Waiver of Jury Trial
THE PARTIES HEREBY IRREVOCABLY WAIVE ANY AND ALL RIGHTS TO A TRIAL BY JURY IN ANY ACTION, SUIT OR OTHER PROCEEDING ARISING OUT OF OR RELATING TO THE TERMS, OBLIGATIONS AND/OR PERFORMANCE OF THIS AGREEMENT. Each Party, after consulting or having had the opportunity to consult with counsel, to this Agreement certifies and acknowledges that (a) no representative of any other Party has represented, expressly or otherwise, that such other Party would not seek to enforce the foregoing waiver in the event of a legal action; (b) such Party has considered the implications of this waiver; (c) such Party makes this waiver voluntarily; and (d) such Party has been induced to enter into this Agreement by, among other things, the mutual waivers and certifications in this Section.
Headings and captions are for convenience of reference only and shall not be deemed to interpret, supersede, or modify any provisions of the Addendum or Agreement.
In the event that any provision of the Addendum or Agreement shall be determined by a court of competent jurisdiction to be illegal or unenforceable, that provision will be limited or eliminated to the minimum extent necessary so that the Agreement shall otherwise remain in full force and effect and enforceable.
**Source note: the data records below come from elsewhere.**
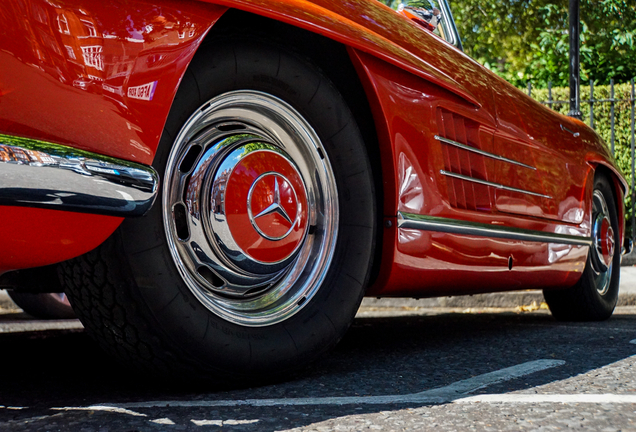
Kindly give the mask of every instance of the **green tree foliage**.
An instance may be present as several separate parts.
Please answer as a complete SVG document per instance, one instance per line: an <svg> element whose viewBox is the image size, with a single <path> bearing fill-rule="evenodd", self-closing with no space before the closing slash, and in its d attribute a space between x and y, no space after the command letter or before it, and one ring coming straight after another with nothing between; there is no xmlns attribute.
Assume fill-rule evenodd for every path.
<svg viewBox="0 0 636 432"><path fill-rule="evenodd" d="M464 49L522 87L568 83L567 0L450 0ZM581 79L636 75L635 0L581 0Z"/></svg>
<svg viewBox="0 0 636 432"><path fill-rule="evenodd" d="M569 105L569 87L558 87L552 89L552 100L558 101L557 103L549 104L550 107L560 112L561 114L567 114L570 109ZM549 100L548 90L539 89L532 90L531 96L542 103L546 103ZM590 100L590 87L581 86L581 100ZM610 86L595 86L594 98L595 100L607 100L611 97ZM631 85L630 84L618 84L614 86L614 157L618 167L630 182L632 179L632 157L631 157ZM594 129L603 138L608 146L612 146L612 131L611 131L611 104L609 102L596 102L594 103ZM583 112L583 120L590 124L590 104L581 103L581 111ZM627 210L627 235L634 238L636 233L632 233L631 218L634 215L634 206L632 203L631 194L625 197L625 209Z"/></svg>

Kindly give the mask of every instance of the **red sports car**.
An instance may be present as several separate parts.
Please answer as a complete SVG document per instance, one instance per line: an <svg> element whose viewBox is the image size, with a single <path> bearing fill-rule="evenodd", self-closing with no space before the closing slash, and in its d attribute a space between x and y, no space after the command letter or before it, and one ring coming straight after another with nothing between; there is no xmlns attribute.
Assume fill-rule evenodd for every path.
<svg viewBox="0 0 636 432"><path fill-rule="evenodd" d="M466 56L446 0L3 0L0 22L0 274L65 290L130 364L277 377L364 295L612 314L625 178Z"/></svg>

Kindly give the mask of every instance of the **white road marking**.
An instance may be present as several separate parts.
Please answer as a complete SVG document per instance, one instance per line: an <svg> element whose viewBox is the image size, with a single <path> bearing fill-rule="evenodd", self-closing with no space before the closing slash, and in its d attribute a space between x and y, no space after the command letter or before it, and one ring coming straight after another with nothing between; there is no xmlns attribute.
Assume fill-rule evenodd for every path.
<svg viewBox="0 0 636 432"><path fill-rule="evenodd" d="M162 419L154 419L154 420L150 420L150 423L157 423L157 424L174 424L174 422L172 420L170 420L169 418L162 418Z"/></svg>
<svg viewBox="0 0 636 432"><path fill-rule="evenodd" d="M349 396L349 397L318 397L318 398L289 398L289 399L245 399L245 400L199 400L199 401L149 401L124 404L102 404L112 408L165 408L165 407L233 407L233 406L289 406L289 405L359 405L359 404L429 404L451 402L462 395L469 394L483 387L502 381L519 378L545 369L561 366L563 360L535 360L522 363L495 372L478 375L462 381L457 381L445 387L425 390L419 393L390 396Z"/></svg>
<svg viewBox="0 0 636 432"><path fill-rule="evenodd" d="M236 426L241 424L258 423L256 420L190 420L197 426Z"/></svg>
<svg viewBox="0 0 636 432"><path fill-rule="evenodd" d="M616 394L486 394L455 399L453 403L636 404L636 395Z"/></svg>
<svg viewBox="0 0 636 432"><path fill-rule="evenodd" d="M88 407L59 407L51 408L56 411L106 411L117 414L129 414L136 417L148 417L146 414L138 413L115 405L91 405Z"/></svg>

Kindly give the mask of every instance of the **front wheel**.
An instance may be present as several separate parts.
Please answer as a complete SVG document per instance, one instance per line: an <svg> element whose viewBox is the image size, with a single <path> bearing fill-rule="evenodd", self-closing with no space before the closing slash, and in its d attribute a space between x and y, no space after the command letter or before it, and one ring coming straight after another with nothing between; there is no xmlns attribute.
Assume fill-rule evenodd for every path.
<svg viewBox="0 0 636 432"><path fill-rule="evenodd" d="M342 337L369 277L376 204L360 131L317 66L275 44L210 44L154 166L161 203L64 265L106 349L164 374L253 382Z"/></svg>
<svg viewBox="0 0 636 432"><path fill-rule="evenodd" d="M592 196L592 246L581 279L565 290L544 291L560 321L602 321L618 301L620 245L616 200L608 179L597 175Z"/></svg>

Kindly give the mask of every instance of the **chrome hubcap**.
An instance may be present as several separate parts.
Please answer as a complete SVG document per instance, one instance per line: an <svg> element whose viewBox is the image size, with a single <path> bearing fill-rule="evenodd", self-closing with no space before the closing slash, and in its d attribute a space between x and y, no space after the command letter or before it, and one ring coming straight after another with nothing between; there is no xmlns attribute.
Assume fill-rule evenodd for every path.
<svg viewBox="0 0 636 432"><path fill-rule="evenodd" d="M610 213L603 194L594 191L592 202L592 250L590 260L595 274L596 289L601 295L607 293L612 276L615 239Z"/></svg>
<svg viewBox="0 0 636 432"><path fill-rule="evenodd" d="M205 104L171 150L163 217L188 288L248 326L289 318L316 293L335 246L336 185L311 126L257 91Z"/></svg>

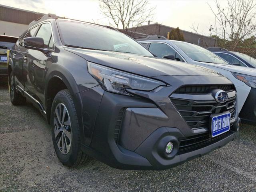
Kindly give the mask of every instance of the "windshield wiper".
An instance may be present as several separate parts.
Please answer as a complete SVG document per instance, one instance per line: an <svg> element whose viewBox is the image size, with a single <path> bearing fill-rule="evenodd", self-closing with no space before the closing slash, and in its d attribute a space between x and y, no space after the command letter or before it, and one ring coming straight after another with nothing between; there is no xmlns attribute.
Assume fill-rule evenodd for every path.
<svg viewBox="0 0 256 192"><path fill-rule="evenodd" d="M74 47L74 48L80 48L80 49L90 49L90 50L98 50L100 51L110 51L108 50L104 50L103 49L95 49L94 48L90 48L90 47L80 47L80 46L76 46L76 45L68 45L66 44L65 46L69 47Z"/></svg>
<svg viewBox="0 0 256 192"><path fill-rule="evenodd" d="M68 45L67 44L66 44L66 45L65 45L65 46L66 46L67 47L74 47L74 48L80 48L80 49L90 49L90 50L98 50L99 51L113 51L114 52L119 52L120 53L131 53L132 54L133 54L133 53L131 53L130 52L124 52L122 51L115 51L114 50L104 50L103 49L95 49L94 48L90 48L90 47L81 47L80 46L76 46L76 45ZM134 53L133 54L136 54Z"/></svg>
<svg viewBox="0 0 256 192"><path fill-rule="evenodd" d="M208 62L207 61L197 61L196 60L195 60L195 61L198 61L198 62L204 62L204 63L214 63L214 64L219 64L219 63L214 63L213 62Z"/></svg>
The following sections survive any termination of this Agreement: Limitation of Liability, Governing Law, and Waiver of Jury Trial.
Remainder of Agreement
All terms and provisions of the Agreement not specifically modified or amended by this Addendum shall remain in full force and effect, and the Agreement, as expressly modified herein, is hereby ratified, confirmed and approved in all respects by the Parties.